Sexual Abuse in Detention

Sexual abuse is a widespread problem in South Africa’s prisons. Fortunately, this violence can be prevented.

Prisoner rape has long been a hidden issue in South Africa, so its true prevalence remains unknown. Yet a growing body of research, backed by accounts from prisoner rape survivors , shows that this abuse is disturbingly common. People who are victimised tend to be those who are seen as “feminine” and as not living up to hyper-masculine stereotypes. Many are young, small in stature, or in prison for the first time. Gay and transgender prisoners are uniquely vulnerable, as are those with mental illnesses and disabilities. Most survivors are abused again and again, too afraid and humiliated to step forward to report the violence.

Sexual violence behind bars is linked directly to appalling prison conditions.
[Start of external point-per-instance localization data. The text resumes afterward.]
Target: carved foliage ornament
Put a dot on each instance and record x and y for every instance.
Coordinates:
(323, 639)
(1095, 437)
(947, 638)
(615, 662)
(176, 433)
Cells designed for 40 prisoners frequently hold closer to 100, have poor ventilation, and contain a single unshielded toilet. During “lock-up” hours, which last from the afternoon to the next the morning, people are put in communal cells with minimal staff supervision, leaving vulnerable prisoners at the mercy of gangs. During this time, a single officer is in charge of entire sections of a prison, with limited access to cells — even in emergencies. Not surprisingly, these conditions fuel prison violence, including sexual abuse.

Despite the seriousness of this issue, and its implications for the wider community, the well-being of prisoners is not a popular concern. Instead, public attitudes tend to demonise prisoners, hurting efforts to protect their basic human rights. These attitudes are intensified by the pervasive fear of violent crime.

JDI-SA is dedicated to shining a light into these darkest corners of society and to stimulating the change necessary to uphold the human rights of inmates. The rape of prisoners, whether committed by corrections staff or by inmates, is a crime and is recognised under international law as a form of torture. Cases of sexual abuse in detention are not rare, isolated incidents, but the result of a systemic failure to protect the safety of inmates. Contrary to what many people think, this violence is not an inevitable fact of prison life. Rather, sexual abuse in detention is preventable. It is the result of a lack of political will, poor corrections policies, and the absence of oversight and accountability.

When the government takes away someone’s freedom, it takes on an absolute responsibility to keep that person safe. Rape is not part of the penalty.